I've been using Docker for more development tasks recently. Pulling a new pre-configured image and getting on with what I'm trying to do saves a lot of time. I've lost count of the number of hours I've "lost" chasing version numbers. Downloading files, installing them and then figuring out why it doesn't work isn't fun. When I read you can run the Azure CLI in a Docker container, I decided to use it.
However, authenticating with az login
every time got old quick. Here's how I managed to persist the azure cli docker container credentials between sessions.
What az login stores
After logging in with az login
, several files are created in /root/.azure
:
These files aren't persisted when you stop the container. But they will be if we use Docker Volumes.
Docker volumes
The documentation for Docker Volumes is good, if a little long.

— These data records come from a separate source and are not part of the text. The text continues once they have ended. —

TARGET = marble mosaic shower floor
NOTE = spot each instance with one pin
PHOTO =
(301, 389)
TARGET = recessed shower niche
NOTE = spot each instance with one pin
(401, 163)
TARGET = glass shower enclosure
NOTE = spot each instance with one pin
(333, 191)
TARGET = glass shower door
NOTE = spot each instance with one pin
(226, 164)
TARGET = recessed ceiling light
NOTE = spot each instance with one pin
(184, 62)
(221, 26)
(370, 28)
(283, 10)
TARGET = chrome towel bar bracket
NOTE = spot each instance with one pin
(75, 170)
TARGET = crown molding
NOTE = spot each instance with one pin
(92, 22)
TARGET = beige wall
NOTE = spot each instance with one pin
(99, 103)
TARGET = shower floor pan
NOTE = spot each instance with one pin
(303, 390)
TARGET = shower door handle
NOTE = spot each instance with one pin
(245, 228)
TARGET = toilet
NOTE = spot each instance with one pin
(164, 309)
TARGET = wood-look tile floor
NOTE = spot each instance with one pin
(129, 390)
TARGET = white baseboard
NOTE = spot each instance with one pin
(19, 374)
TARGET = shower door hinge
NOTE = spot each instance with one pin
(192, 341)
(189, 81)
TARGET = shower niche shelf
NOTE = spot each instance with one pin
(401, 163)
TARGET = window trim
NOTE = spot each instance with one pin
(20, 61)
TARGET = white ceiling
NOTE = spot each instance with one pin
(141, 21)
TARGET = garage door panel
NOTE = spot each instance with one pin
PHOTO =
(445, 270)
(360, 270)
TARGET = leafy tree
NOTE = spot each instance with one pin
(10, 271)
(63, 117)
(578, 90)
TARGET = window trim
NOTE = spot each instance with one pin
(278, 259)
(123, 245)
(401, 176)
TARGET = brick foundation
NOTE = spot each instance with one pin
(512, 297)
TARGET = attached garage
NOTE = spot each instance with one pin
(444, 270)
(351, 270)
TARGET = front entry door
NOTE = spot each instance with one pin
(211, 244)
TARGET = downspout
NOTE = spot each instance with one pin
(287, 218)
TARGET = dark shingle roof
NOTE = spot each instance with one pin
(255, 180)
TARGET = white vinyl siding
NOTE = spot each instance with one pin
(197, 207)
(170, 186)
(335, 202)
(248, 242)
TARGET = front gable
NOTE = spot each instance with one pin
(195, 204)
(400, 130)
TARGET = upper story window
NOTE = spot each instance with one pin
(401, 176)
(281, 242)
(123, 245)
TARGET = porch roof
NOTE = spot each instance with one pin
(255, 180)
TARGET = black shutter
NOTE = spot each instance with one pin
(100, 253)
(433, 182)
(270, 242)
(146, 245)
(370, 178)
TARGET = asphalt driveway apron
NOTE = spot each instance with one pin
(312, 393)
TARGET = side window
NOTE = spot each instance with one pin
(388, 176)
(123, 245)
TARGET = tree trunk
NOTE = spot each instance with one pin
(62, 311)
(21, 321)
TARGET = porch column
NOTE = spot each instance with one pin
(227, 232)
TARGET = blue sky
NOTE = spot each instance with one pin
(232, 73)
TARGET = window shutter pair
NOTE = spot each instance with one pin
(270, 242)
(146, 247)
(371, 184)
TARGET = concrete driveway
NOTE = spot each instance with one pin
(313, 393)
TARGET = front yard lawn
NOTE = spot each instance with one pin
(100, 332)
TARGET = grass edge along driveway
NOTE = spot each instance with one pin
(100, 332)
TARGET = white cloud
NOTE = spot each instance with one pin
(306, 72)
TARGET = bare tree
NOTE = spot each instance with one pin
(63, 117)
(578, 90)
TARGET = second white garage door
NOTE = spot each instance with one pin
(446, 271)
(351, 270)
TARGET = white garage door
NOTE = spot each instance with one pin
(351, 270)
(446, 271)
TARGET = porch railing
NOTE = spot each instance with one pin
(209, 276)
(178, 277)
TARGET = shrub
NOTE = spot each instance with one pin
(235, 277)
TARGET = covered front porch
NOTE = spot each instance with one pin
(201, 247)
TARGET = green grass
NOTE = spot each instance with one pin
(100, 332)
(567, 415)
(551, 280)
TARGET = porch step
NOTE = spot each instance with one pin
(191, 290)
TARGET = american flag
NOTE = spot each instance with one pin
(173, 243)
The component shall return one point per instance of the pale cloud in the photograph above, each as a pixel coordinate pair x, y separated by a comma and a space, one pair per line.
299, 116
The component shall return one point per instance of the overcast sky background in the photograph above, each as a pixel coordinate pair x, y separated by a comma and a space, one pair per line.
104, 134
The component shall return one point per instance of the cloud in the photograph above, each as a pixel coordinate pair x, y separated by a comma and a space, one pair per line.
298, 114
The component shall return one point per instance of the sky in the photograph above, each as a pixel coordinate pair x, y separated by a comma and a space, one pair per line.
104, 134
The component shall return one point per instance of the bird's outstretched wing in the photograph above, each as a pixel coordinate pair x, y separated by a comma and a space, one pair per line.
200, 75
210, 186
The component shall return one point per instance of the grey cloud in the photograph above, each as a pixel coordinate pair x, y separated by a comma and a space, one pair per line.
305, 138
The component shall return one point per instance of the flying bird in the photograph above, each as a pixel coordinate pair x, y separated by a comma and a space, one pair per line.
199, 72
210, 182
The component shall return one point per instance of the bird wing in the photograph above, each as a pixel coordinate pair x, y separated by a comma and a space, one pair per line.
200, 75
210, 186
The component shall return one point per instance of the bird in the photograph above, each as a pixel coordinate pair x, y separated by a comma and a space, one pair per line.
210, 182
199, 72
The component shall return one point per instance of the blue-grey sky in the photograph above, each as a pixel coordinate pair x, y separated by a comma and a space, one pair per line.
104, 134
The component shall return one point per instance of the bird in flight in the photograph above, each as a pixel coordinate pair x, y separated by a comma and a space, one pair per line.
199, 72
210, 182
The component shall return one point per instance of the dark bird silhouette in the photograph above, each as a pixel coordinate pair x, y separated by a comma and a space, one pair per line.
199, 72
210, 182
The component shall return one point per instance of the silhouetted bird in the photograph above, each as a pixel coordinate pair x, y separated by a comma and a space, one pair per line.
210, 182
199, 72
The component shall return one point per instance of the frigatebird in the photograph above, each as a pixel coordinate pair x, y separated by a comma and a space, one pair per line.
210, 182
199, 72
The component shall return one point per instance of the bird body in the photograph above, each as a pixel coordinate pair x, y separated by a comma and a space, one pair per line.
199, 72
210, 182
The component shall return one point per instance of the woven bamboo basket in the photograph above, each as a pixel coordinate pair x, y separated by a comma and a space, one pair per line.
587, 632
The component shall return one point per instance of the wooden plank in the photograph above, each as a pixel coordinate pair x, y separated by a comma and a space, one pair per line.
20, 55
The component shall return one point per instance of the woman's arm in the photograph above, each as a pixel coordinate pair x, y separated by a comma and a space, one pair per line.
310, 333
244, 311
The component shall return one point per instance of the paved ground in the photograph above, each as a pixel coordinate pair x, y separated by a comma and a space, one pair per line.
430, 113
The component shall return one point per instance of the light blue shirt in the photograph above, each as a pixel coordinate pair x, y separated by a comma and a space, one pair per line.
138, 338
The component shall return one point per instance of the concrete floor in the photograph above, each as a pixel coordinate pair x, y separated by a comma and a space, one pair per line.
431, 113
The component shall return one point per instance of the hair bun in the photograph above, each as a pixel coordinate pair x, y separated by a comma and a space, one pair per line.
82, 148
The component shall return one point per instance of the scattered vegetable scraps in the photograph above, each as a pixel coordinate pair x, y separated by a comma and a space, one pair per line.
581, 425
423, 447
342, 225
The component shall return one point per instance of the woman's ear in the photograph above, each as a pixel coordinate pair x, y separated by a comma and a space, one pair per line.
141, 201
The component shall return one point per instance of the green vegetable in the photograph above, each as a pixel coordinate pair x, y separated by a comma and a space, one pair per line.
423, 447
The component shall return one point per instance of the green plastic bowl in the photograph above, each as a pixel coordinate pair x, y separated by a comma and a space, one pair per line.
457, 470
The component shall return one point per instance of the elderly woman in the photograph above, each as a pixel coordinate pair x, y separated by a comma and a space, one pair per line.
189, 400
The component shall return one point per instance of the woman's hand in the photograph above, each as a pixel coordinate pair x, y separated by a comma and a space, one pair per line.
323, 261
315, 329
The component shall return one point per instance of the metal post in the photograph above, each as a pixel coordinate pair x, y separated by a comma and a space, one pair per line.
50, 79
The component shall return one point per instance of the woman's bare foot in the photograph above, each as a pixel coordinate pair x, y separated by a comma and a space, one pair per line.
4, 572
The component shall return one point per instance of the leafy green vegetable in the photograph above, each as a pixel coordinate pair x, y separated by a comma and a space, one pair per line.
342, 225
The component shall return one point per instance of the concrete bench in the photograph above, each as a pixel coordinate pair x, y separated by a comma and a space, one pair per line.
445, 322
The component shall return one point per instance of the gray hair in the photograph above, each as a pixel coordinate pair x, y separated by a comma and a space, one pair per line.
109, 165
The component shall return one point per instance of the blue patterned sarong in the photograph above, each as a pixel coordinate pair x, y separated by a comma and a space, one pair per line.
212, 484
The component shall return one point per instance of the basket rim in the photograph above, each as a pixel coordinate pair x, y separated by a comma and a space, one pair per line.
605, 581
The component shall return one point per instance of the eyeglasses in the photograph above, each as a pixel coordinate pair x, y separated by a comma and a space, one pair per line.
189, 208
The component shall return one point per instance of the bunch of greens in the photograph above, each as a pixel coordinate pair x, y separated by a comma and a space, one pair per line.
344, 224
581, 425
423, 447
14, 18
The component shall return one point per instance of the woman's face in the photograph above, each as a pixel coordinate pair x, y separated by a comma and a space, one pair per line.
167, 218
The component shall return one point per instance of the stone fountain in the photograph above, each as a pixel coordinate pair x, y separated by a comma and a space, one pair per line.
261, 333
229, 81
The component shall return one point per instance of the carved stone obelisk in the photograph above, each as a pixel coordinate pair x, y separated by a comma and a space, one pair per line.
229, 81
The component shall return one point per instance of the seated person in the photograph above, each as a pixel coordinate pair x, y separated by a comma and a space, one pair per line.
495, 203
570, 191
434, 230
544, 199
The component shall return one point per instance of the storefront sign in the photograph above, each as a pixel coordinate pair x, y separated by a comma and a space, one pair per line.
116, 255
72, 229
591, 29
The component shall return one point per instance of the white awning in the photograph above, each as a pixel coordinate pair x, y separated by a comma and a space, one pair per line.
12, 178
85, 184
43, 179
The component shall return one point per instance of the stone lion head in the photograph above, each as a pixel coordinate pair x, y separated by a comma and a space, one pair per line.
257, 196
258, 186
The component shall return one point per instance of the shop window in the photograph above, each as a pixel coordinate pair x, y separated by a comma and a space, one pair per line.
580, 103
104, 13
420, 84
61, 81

It seems the advice is to use --mount over -v, so I ended up with the following:
PS C:\> docker run --rm -it --mount source=azurecli, \
target=/root/.azure microsoft/azure-cli
New users should try --mount syntax which is simpler than --volume syntax.
Possible Negative
I'm not sure how up to date this information is. But there appears to be a preview feature of "Using credentials from Azure CLI Automatically". I found it https://github.com/Azure/azure-libraries-for-java/blob/master/AUTH.md, which allows you to initialize the Azure client in code with:
Azure azure = Azure.authenticate(AzureCliCredentials.create())
.withDefaultSubscription();
I currently don't see how that works with the Azure-Cli in the container, but that's hopefully my current level of knowledge, rather than a flaw.
I don't think it's an issue for me, but I guess it could affect someone so thought I would point it out just in case.
Conclusion
That's it, now I don't have to az login
every time I start up the container.